Microsoft made huge news this week by planning a LinkedIn acquisition for $26.2 billion in cash. Most of us want to know: why? Specifically, why was Microsoft so bullish on this LinkedIn acquisition?
Microsoft CEO Satya Nadella distributed an internal memo to staff regarding the LinkedIn acquisition, and the note attempts to answer why Microsoft is interested in the leading professional social network.
Below is Nadella's LinkedIn acquisition memo, edited to focus on aspects of the deal that will affect LinkedIn users:
This deal brings together the world's leading professional cloud with the world's leading professional network. It's clear to me that the LinkedIn team has grown a fantastic business and an impressive network of more than 433 million professionals.
[Microsoft and LinkedIn] are in pursuit of a common mission centered on empowering people and organizations. Along with the new growth in our Office 365 commercial and Dynamics businesses this deal is key to our bold ambition to reinvent productivity and business processes. Think about it: How people find jobs, build skills, sell, market and get work done and ultimately find success requires a connected professional world. It requires a vibrant network that brings together a professional's information in LinkedIn's public network with the information in Office 365 and Dynamics. This combination will make it possible for new experiences such as a LinkedIn newsfeed that serves up articles based on the project you are working on and Office suggesting an expert to connect with via LinkedIn to help with a task you're trying to complete. As these experiences get more intelligent and delightful, the LinkedIn and Office 365 engagement will grow. And in turn, new opportunities will be created for monetization through individual and organization subscriptions and targeted advertising.

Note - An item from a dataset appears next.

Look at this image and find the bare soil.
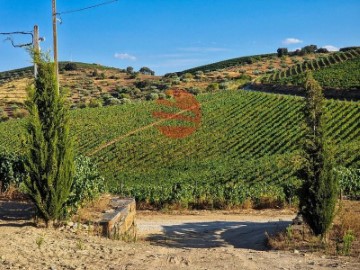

The opportunity for Office 365 and Dynamics is just as profound. Over the past decade we have moved Office from a set of productivity tools to a cloud service across any platform and device. This deal is the next step forward for Office 365 and Dynamics as they connect to the world's largest and most valuable professional network. In essence, we can reinvent ways to make professionals more productive while at the same time reinventing selling, marketing and talent management business processes. I can't wait to see what our teams dream up when we can begin working together once the deal closes, which we expect will happen this calendar year.
A big part of this deal is accelerating LinkedIn's growth. To that end, LinkedIn will retain its distinct brand and independence, as well as their culture which is very much aligned with ours. Jeff will continue to be CEO of LinkedIn, he'll report to me and join our senior leadership team. In essence, what I've asked Jeff to do is manage LinkedIn with key performance metrics that accrue to our overall success. He'll decide from there what makes sense to integrate and what does not. We know that near term there will be no changes in who reports to whom so no reporting relationships at Microsoft will change in that regard. This approach is designed to keep the LinkedIn team focused on driving results while simultaneously partnering on product integration plans with the Office 365 and Dynamics teams.
Some experts are on the fence about the acquisition. "There are some really interesting possibilities but also opportunity for them to do it poorly," says Beth Granger, a noted LinkedIn trainer. Granger cites memes and jokes on Twitter such as: Click here to connect with this person and install Windows 10. Still, Granger is bullish on the opportunities for integration between LinkedIn and Microsoft products down the line. "Imagine being in Excel and having a question, and seeing a tab called Learn that takes you to Lynda.com content," says Granger. "Imagine going to a meeting and Cortana telling you details about the people you are meeting with. Imagine using Dynamics CRM, which I would never have considered before, and it could pull all your LinkedIn data right in."
As Granger alludes, Nadella has hinted that the LinkedIn acquisition will provide natural hooks into Microsoft Office software in the near future. One feature that was probably key to the LinkedIn acquisition is the potential for a newsfeed "that serves up articles based on the project you are working on and Office suggesting an expert to connect with via LinkedIn to help with a task you're trying to complete." Another benefit to the LinkedIn acquisition: Nadella sees a future where the professional platform can become increasingly more intelligent and "feed into" Office 365.
On the earlier point of Cortana, Granger isn't alone in seeing the possibilities. Alyssa Gelbard, founder of career consulting and personal branding firm Resume Strategists, sees the LinkedIn acquisition as "an amazing opportunity to grow Cortana...it could really enrich prep for meetings and interviews and make it all easier and faster and have a lot of helpful/useful information."
Experts believe the acquisition will affect different users in different ways. For average consumers, Granger believes the Lynda.com link within Office 365 will be a significant aspect of the LinkedIn acquisition. Other than that, she suspects Microsoft and LinkedIn will focus on Enterprise first.
In the short term, it seems that the biggest winners were those who held LNKD stock, which rose dramatically at the news. But in the mid-term and long-term, the biggest winners just might be those of you who use LinkedIn on a daily basis.